Search code examples
apache-flinkflink-sql

How GROUP BY and OVER WINDOW differ in FlinkSQL?


One can use windows in Flink in two different manners

SELECT key, MAX(value)
  FROM table
 GROUP BY key, TUMBLE(ts, INTERVAL '5' MINUTE)

and

SELECT key, MAX(value) OVER w
  FROM table
 WINDOW w AS (PARTITION BY key ORDER BY ts ROWS BETWEEN UNBOUNDED PRECEDING AND CURRENT ROW)

I wonder if those two mechanisms can express the same thing or what's the main difference and possible use cases for both?


Solution

  • Both queries compute different results that correspond to the semantics of regular SQL. So the difference is not Flink specific but defined by the SQL Standard.


    The first query

    SELECT key, MAX(value)
      FROM table
     GROUP BY key, TUMBLE(ts, INTERVAL '5' MINUTE)
    

    groups records per key and 5 minute buckets.
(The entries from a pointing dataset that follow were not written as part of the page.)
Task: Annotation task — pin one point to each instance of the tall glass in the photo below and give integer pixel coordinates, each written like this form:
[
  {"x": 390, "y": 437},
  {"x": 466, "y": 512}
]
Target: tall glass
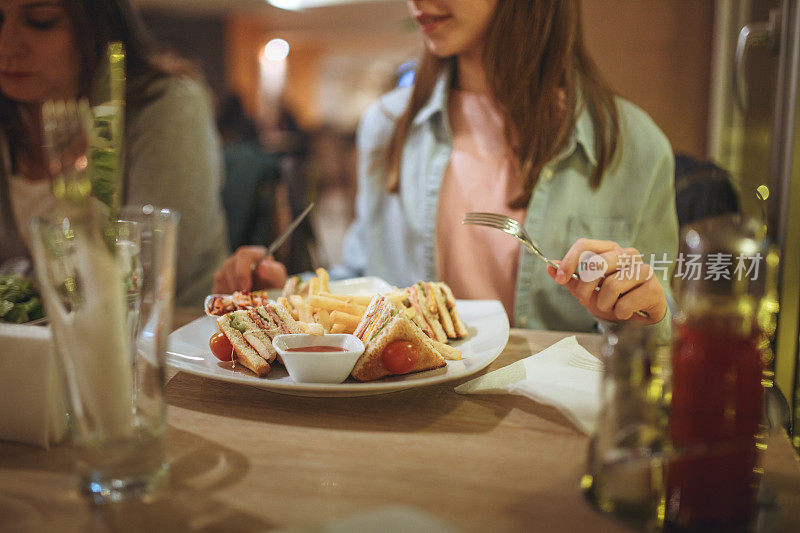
[{"x": 108, "y": 290}]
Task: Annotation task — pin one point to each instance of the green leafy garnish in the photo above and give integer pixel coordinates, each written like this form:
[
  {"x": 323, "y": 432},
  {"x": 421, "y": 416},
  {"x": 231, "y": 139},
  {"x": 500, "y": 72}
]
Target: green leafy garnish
[{"x": 19, "y": 300}]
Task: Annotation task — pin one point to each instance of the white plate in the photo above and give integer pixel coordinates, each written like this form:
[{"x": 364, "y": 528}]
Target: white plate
[{"x": 488, "y": 333}]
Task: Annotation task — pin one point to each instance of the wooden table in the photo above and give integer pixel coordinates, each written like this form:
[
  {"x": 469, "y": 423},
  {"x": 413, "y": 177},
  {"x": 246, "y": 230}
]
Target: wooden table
[{"x": 245, "y": 459}]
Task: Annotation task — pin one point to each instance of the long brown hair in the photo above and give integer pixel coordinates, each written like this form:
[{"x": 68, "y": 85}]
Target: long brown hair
[
  {"x": 533, "y": 53},
  {"x": 96, "y": 23}
]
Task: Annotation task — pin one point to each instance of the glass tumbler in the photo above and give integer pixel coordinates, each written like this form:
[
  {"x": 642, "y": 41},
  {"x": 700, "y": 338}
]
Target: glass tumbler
[{"x": 108, "y": 288}]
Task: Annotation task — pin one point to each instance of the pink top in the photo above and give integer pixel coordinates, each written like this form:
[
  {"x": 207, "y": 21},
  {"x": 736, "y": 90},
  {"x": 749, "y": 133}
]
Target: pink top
[{"x": 477, "y": 262}]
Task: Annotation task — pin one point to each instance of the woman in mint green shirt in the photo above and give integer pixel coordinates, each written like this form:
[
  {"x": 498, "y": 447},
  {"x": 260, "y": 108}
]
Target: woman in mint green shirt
[{"x": 595, "y": 173}]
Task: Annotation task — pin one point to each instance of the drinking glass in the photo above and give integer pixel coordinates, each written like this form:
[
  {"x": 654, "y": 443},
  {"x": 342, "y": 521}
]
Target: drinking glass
[{"x": 108, "y": 290}]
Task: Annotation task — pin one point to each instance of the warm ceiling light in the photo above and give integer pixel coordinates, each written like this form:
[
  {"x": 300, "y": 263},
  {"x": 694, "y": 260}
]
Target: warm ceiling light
[{"x": 276, "y": 50}]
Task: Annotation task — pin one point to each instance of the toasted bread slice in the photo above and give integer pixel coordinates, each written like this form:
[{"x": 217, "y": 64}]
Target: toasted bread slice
[
  {"x": 245, "y": 353},
  {"x": 431, "y": 318},
  {"x": 458, "y": 324},
  {"x": 370, "y": 365}
]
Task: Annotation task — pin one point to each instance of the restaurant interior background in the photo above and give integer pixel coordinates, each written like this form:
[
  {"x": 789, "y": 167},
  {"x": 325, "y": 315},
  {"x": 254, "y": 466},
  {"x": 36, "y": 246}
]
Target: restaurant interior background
[{"x": 673, "y": 58}]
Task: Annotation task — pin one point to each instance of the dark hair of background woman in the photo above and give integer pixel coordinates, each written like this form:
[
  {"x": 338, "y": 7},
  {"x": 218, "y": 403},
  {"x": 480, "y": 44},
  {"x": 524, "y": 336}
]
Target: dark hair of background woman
[{"x": 95, "y": 24}]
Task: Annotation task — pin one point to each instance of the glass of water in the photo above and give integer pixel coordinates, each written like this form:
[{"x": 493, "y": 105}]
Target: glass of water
[{"x": 108, "y": 288}]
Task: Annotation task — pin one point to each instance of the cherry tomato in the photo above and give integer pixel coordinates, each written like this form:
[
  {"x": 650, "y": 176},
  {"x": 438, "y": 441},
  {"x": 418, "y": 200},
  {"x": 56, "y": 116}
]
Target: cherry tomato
[
  {"x": 221, "y": 347},
  {"x": 400, "y": 357}
]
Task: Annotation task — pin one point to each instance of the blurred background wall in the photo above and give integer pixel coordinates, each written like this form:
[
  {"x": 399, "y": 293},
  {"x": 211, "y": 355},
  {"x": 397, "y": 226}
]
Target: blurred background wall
[{"x": 306, "y": 105}]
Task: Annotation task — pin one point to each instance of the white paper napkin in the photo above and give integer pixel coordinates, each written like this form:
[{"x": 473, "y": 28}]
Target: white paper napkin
[
  {"x": 32, "y": 401},
  {"x": 563, "y": 375}
]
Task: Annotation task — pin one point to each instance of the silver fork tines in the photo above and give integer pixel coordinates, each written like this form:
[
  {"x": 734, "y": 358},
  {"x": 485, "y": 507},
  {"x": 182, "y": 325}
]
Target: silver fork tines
[{"x": 512, "y": 227}]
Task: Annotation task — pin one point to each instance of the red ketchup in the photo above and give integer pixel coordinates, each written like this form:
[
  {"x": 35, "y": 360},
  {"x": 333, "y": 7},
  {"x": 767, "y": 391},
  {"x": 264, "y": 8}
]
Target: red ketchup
[
  {"x": 316, "y": 349},
  {"x": 400, "y": 357},
  {"x": 716, "y": 410},
  {"x": 221, "y": 347}
]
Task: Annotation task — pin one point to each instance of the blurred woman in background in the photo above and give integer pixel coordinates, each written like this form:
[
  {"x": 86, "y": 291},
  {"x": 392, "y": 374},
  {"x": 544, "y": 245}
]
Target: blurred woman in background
[
  {"x": 509, "y": 114},
  {"x": 54, "y": 50}
]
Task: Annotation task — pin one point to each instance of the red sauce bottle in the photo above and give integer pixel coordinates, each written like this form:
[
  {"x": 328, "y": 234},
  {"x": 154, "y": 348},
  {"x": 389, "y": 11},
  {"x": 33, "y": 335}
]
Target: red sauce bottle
[{"x": 716, "y": 412}]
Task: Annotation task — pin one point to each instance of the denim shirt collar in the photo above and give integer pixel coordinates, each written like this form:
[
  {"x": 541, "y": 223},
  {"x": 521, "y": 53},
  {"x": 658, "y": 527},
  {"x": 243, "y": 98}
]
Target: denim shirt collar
[
  {"x": 436, "y": 106},
  {"x": 437, "y": 103}
]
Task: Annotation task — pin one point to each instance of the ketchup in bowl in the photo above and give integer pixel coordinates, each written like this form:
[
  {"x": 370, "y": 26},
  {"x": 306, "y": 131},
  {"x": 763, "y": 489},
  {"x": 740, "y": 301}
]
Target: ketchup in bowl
[
  {"x": 315, "y": 349},
  {"x": 400, "y": 357},
  {"x": 318, "y": 358}
]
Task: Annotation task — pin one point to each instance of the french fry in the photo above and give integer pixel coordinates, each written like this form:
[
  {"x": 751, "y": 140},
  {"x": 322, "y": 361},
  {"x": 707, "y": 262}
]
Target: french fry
[
  {"x": 285, "y": 302},
  {"x": 323, "y": 317},
  {"x": 313, "y": 286},
  {"x": 324, "y": 278},
  {"x": 349, "y": 321},
  {"x": 333, "y": 304},
  {"x": 447, "y": 351},
  {"x": 360, "y": 300},
  {"x": 303, "y": 311}
]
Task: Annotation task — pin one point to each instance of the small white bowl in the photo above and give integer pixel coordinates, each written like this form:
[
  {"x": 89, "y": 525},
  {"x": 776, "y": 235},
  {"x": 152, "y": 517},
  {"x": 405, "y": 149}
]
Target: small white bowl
[{"x": 319, "y": 367}]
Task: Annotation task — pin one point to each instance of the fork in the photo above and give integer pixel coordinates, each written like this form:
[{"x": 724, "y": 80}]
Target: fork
[
  {"x": 64, "y": 126},
  {"x": 512, "y": 227}
]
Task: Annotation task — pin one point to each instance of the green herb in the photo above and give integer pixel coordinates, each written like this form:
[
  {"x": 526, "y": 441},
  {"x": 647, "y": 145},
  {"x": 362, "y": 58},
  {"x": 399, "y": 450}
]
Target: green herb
[
  {"x": 19, "y": 300},
  {"x": 235, "y": 324}
]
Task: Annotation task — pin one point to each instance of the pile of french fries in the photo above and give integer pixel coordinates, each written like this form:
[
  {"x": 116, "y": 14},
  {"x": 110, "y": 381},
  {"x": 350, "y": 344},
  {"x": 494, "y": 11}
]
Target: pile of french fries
[{"x": 322, "y": 311}]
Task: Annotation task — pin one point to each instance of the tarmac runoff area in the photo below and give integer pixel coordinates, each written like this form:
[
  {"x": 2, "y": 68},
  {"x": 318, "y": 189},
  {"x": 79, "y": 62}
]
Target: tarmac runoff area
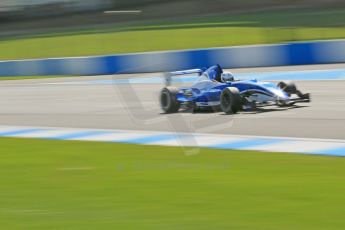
[{"x": 130, "y": 102}]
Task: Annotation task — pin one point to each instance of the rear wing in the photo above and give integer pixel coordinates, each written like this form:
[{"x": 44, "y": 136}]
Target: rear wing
[{"x": 168, "y": 76}]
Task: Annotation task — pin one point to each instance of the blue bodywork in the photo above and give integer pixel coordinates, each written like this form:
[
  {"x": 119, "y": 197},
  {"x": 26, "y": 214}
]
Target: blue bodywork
[{"x": 208, "y": 87}]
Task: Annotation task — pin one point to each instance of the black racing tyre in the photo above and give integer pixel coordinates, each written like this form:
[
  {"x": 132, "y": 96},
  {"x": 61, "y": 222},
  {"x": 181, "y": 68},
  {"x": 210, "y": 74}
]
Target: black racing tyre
[
  {"x": 230, "y": 100},
  {"x": 288, "y": 87},
  {"x": 168, "y": 100}
]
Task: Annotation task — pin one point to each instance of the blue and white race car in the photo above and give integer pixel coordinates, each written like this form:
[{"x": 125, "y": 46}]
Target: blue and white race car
[{"x": 218, "y": 90}]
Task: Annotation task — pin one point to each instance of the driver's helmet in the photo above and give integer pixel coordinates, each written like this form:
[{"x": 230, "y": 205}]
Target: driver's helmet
[{"x": 227, "y": 77}]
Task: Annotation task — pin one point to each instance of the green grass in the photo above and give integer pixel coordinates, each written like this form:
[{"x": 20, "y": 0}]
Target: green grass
[
  {"x": 49, "y": 184},
  {"x": 211, "y": 31}
]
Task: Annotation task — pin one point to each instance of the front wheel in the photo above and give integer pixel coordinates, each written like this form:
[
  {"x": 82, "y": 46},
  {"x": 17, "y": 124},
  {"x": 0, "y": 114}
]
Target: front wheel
[
  {"x": 168, "y": 100},
  {"x": 230, "y": 100}
]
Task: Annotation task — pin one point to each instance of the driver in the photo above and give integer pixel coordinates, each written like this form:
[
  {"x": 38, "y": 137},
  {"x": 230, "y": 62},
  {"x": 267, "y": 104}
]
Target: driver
[{"x": 227, "y": 77}]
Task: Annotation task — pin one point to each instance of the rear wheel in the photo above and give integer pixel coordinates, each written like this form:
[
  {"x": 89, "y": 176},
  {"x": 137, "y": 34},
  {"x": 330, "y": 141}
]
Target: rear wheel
[
  {"x": 168, "y": 100},
  {"x": 230, "y": 100}
]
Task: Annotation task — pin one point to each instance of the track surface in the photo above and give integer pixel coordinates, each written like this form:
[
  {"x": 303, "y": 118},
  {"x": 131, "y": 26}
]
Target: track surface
[{"x": 67, "y": 102}]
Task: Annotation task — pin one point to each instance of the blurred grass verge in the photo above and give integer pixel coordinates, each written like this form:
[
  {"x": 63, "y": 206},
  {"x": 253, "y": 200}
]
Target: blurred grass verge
[
  {"x": 265, "y": 27},
  {"x": 48, "y": 184}
]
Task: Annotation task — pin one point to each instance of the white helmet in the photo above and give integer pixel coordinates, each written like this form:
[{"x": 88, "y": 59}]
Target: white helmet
[{"x": 227, "y": 77}]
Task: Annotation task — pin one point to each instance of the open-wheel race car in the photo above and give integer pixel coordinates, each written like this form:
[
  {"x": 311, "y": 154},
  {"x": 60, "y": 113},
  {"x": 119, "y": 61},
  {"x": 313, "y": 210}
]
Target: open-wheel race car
[{"x": 218, "y": 90}]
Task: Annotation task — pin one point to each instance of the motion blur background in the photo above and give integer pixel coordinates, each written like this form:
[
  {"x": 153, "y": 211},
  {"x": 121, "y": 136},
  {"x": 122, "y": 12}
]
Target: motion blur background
[{"x": 59, "y": 28}]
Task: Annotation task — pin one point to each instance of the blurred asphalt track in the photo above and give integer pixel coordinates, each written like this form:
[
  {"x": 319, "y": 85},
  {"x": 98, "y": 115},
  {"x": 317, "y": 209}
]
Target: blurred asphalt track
[{"x": 74, "y": 102}]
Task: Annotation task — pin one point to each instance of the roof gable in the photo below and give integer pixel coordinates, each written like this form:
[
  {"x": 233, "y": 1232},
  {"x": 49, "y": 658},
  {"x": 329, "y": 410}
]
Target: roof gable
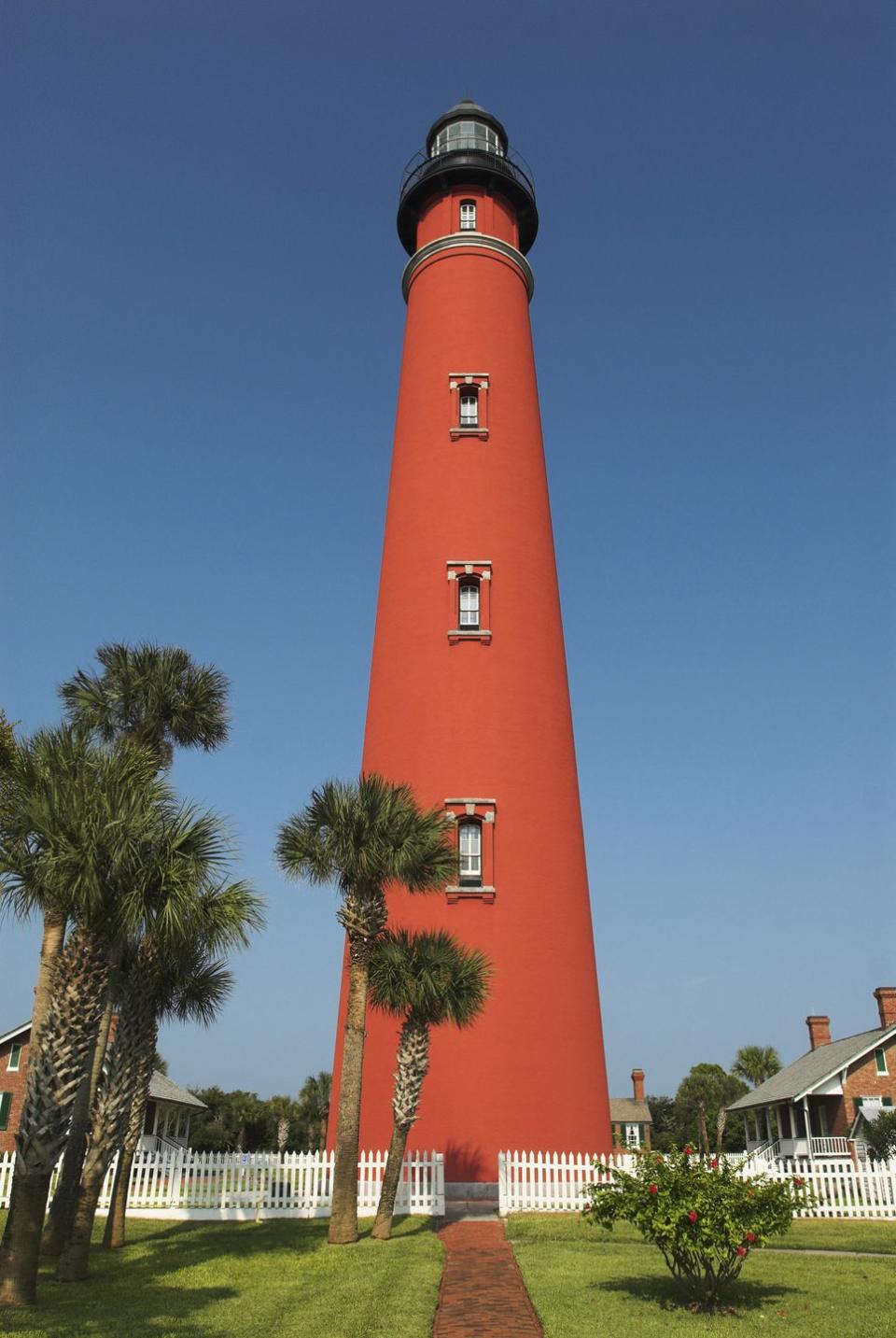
[
  {"x": 163, "y": 1090},
  {"x": 624, "y": 1109},
  {"x": 812, "y": 1069}
]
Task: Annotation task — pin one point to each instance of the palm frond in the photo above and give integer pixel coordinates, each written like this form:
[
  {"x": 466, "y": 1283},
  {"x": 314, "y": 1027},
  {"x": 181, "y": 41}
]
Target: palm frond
[{"x": 428, "y": 976}]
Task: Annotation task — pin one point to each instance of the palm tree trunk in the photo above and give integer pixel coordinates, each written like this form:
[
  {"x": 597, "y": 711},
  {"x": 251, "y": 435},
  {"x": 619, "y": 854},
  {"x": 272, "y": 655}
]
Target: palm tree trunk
[
  {"x": 343, "y": 1214},
  {"x": 51, "y": 946},
  {"x": 391, "y": 1182},
  {"x": 115, "y": 1232},
  {"x": 74, "y": 1261},
  {"x": 21, "y": 1254},
  {"x": 110, "y": 1116},
  {"x": 62, "y": 1210},
  {"x": 80, "y": 983},
  {"x": 413, "y": 1063}
]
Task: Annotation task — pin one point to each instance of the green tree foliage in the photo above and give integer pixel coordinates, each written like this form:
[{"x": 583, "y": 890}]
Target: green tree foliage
[
  {"x": 880, "y": 1134},
  {"x": 702, "y": 1218},
  {"x": 756, "y": 1063},
  {"x": 427, "y": 979},
  {"x": 662, "y": 1133},
  {"x": 158, "y": 696},
  {"x": 244, "y": 1120},
  {"x": 701, "y": 1096},
  {"x": 315, "y": 1100}
]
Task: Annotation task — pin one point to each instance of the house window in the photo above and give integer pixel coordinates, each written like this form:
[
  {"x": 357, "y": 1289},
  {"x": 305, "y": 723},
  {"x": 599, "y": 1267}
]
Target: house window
[
  {"x": 469, "y": 608},
  {"x": 469, "y": 216},
  {"x": 469, "y": 407},
  {"x": 469, "y": 846}
]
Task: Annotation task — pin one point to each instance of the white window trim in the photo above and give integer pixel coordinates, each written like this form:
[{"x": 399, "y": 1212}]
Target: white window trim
[{"x": 469, "y": 216}]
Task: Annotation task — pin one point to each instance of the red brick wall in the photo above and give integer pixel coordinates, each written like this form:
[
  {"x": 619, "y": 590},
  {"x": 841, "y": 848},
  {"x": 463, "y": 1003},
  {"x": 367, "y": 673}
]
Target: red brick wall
[
  {"x": 864, "y": 1080},
  {"x": 14, "y": 1083}
]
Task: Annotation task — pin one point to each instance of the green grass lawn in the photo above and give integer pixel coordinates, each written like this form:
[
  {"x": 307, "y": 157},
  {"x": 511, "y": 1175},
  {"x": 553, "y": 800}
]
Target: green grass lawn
[
  {"x": 197, "y": 1279},
  {"x": 804, "y": 1233},
  {"x": 583, "y": 1279}
]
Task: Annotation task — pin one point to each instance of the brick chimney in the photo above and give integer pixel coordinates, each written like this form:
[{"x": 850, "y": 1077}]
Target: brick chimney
[
  {"x": 819, "y": 1031},
  {"x": 886, "y": 995}
]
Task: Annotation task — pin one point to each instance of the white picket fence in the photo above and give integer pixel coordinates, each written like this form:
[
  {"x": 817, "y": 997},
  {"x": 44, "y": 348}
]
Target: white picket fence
[
  {"x": 550, "y": 1182},
  {"x": 231, "y": 1186}
]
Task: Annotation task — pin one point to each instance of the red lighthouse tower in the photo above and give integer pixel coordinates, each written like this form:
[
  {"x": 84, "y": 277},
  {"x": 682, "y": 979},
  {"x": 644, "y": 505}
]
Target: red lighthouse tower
[{"x": 469, "y": 689}]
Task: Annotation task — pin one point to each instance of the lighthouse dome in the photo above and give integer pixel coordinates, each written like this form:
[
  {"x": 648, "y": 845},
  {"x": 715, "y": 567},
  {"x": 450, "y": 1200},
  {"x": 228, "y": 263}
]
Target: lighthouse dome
[
  {"x": 467, "y": 126},
  {"x": 467, "y": 145}
]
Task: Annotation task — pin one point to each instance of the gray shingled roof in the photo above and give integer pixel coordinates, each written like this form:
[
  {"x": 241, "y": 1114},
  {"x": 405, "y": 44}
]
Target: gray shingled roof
[
  {"x": 811, "y": 1069},
  {"x": 163, "y": 1090},
  {"x": 624, "y": 1109}
]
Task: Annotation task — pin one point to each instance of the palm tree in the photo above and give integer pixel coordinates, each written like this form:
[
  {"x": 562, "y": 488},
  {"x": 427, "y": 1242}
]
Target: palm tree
[
  {"x": 315, "y": 1102},
  {"x": 756, "y": 1063},
  {"x": 427, "y": 979},
  {"x": 160, "y": 697},
  {"x": 74, "y": 824},
  {"x": 155, "y": 695},
  {"x": 363, "y": 837},
  {"x": 178, "y": 934},
  {"x": 193, "y": 986}
]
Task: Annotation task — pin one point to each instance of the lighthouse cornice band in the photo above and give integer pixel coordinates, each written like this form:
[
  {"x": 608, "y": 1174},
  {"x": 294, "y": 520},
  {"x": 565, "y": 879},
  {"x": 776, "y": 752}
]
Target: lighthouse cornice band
[{"x": 493, "y": 247}]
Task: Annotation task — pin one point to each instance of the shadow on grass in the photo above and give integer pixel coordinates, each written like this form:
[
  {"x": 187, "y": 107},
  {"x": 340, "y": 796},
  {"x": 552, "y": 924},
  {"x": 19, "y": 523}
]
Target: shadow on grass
[
  {"x": 666, "y": 1292},
  {"x": 144, "y": 1290}
]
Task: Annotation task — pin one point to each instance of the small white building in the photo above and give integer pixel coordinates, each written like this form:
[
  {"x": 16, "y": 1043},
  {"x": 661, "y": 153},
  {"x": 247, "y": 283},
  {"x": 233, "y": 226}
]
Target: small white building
[{"x": 169, "y": 1108}]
Every 5 minutes the query produces one row per key value with the maximum value. For each group, multiple rows are aggregated to a single row.


    The second query

    SELECT key, MAX(value) OVER w
      FROM table
     WINDOW w AS (PARTITION BY key ORDER BY ts ROWS BETWEEN UNBOUNDED PRECEDING AND CURRENT ROW)
    

    produces one row for every row of the input (table). A result row has the maximum value for the key value that was observed so far (rows are ordered by ts). Note that multiple rows are not aggregated to a single row; each input row results in one output row. Moreover, the range of the maximum aggregation can be more than 5 minutes. In fact it's the whole key partition in this example.